Optimize For Debugging And Bug-Fixing
No matter what you do your software is going to be buggy (well, maybe not if you’re Don Knuth, but for mere mortals); hopefully your testing procedures allow you to find those problems before they go into production, but an important part of failure avoidance is fixing them when they come up. There are really two sides to that coin: tracking the problem down and fixing the problem. Tracking the problem down generally requires the right set of tools and the right sort of code organization; well-structured code is easier to debug, and explicit code, even if it’s verbose, tends to be much easier to debug than implicit or declarative code where “magic” happens in some incredibly general way that’s hard to put a breakpoint on.
Being able to fix bugs requires something of the same approach. As a company that ships highly configurable products, though, we have an extra set of issues that come up when you ship frameworks and tools. If too much is built into the framework in a way that isn’t controllable by the person writing code on top of the framework, you can end up without a bail-out when bugs do occur. So as much as declarative, implicit programming can be useful, it’s usually good to have an imperative, explicit bail-out when necessary to allow working around shortcomings in the underlying platform.
Consider The Failure Modes
Related to the previous point’s observation that failure is, in some sense, inevitable, it’s important to consider what the failure modes actually are and to design the system in such a way that they’re as benign as possible. For example, if an automated process can make the right decision 90% of the time, ideally you’d like to identify the 10% of the cases where the system can’t figure out the right thing with 100% certainty and kick that out to a user to make the final call.
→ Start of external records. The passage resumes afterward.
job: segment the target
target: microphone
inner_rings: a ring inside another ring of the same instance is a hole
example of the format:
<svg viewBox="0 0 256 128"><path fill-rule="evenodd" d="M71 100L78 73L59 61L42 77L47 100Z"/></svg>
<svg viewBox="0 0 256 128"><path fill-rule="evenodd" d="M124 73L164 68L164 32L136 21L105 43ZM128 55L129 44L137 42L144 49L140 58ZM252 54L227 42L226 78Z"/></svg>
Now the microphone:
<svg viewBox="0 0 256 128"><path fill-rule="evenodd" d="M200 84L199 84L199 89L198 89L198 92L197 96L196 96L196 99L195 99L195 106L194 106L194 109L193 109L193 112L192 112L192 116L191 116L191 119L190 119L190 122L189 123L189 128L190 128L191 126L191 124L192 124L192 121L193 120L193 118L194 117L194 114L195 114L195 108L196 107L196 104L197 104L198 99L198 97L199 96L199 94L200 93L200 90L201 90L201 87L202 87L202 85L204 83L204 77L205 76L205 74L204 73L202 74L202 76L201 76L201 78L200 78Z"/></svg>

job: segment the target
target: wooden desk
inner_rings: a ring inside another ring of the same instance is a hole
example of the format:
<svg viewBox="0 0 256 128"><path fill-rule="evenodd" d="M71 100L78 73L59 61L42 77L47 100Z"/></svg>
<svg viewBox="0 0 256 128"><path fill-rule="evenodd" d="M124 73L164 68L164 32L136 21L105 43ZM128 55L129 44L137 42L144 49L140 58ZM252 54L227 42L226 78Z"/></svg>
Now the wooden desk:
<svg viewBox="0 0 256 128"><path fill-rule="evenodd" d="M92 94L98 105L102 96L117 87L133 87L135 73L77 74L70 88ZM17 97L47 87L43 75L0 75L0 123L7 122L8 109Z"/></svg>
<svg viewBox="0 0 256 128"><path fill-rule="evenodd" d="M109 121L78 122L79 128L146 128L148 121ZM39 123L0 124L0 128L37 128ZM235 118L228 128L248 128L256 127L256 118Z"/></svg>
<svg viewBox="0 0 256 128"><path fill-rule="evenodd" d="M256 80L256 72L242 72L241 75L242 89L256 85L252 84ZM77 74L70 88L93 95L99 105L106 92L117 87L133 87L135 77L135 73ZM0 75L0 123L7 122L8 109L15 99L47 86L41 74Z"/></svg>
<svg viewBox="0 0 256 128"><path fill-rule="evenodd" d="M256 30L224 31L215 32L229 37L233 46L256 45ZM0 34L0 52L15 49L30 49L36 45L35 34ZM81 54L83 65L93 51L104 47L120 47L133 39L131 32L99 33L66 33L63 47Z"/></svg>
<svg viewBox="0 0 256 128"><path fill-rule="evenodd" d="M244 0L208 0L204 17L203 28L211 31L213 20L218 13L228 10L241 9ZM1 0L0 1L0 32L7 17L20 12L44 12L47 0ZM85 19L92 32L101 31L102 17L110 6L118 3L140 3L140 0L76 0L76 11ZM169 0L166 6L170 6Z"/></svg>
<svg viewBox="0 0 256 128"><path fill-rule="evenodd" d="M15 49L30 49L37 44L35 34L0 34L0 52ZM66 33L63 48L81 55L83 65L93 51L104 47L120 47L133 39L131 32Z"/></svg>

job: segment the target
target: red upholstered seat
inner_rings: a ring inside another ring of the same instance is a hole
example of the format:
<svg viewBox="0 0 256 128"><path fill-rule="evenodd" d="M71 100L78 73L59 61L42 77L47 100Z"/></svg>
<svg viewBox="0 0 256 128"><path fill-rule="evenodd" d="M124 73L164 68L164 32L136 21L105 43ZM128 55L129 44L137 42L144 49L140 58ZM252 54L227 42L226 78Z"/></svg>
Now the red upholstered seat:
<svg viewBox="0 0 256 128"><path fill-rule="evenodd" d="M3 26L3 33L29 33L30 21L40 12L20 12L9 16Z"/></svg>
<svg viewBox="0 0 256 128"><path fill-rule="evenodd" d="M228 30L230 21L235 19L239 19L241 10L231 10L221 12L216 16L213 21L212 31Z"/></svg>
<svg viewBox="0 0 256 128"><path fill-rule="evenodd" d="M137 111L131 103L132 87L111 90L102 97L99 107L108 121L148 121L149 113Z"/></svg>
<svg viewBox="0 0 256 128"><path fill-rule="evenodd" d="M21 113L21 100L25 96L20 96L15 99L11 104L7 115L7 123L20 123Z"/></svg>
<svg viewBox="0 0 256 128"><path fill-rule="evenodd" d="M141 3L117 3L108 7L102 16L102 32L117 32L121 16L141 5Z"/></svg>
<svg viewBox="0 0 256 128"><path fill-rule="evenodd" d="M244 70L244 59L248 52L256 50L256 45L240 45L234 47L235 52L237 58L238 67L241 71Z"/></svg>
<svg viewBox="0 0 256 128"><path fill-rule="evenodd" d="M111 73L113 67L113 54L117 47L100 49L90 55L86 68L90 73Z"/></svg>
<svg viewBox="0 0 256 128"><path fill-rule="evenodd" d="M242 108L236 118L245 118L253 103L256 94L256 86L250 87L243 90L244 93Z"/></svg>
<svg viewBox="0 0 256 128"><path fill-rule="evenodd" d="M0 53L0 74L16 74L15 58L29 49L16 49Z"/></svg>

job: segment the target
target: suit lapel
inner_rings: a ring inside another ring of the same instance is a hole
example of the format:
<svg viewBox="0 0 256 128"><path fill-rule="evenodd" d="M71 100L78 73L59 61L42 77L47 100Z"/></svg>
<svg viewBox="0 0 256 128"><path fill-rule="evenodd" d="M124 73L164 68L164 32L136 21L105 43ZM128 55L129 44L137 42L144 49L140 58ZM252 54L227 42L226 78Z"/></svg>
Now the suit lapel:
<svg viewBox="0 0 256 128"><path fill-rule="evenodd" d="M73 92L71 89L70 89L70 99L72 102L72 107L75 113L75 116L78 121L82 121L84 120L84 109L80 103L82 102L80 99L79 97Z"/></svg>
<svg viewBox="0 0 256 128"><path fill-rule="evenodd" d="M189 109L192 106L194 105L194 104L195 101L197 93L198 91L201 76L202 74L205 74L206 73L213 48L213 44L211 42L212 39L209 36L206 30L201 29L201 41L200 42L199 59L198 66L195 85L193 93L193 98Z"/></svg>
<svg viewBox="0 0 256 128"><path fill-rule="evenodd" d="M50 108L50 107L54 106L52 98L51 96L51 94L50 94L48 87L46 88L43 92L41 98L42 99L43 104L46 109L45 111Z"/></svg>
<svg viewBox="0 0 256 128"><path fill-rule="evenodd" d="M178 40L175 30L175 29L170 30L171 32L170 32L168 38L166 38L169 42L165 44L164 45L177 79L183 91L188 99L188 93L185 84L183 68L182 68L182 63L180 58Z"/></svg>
If you’re writing a security framework, you need to consider if you want the inevitable mis-configuration to fail open (such that anyone can access things) or fail closed (such that no one can). In the aforementioned case of a huge list, perhaps you can get away with simply capping the number of entries that can be displayed, or perhaps one page being glacially slow 1% of the time is fine provided you can keep it from slowing the entire server or database to a crawl. In other words, you don’t have to write the perfect system, but you should write one that avoids doing anything you’re not sure is correct, at least in cases where correctness matters.
If You Can’t Get It Right, Don’t Do It
Lastly, some features just weren’t meant to be built. They’re too complex, or too ambigious, or otherwise too hard to get right. Discrection is, as they say, the better part of valor, and it’s important to know the limits of your tools, schedule, and team abilities. It’s almost always preferable to have 50 100% correct features than 100 50% correct features.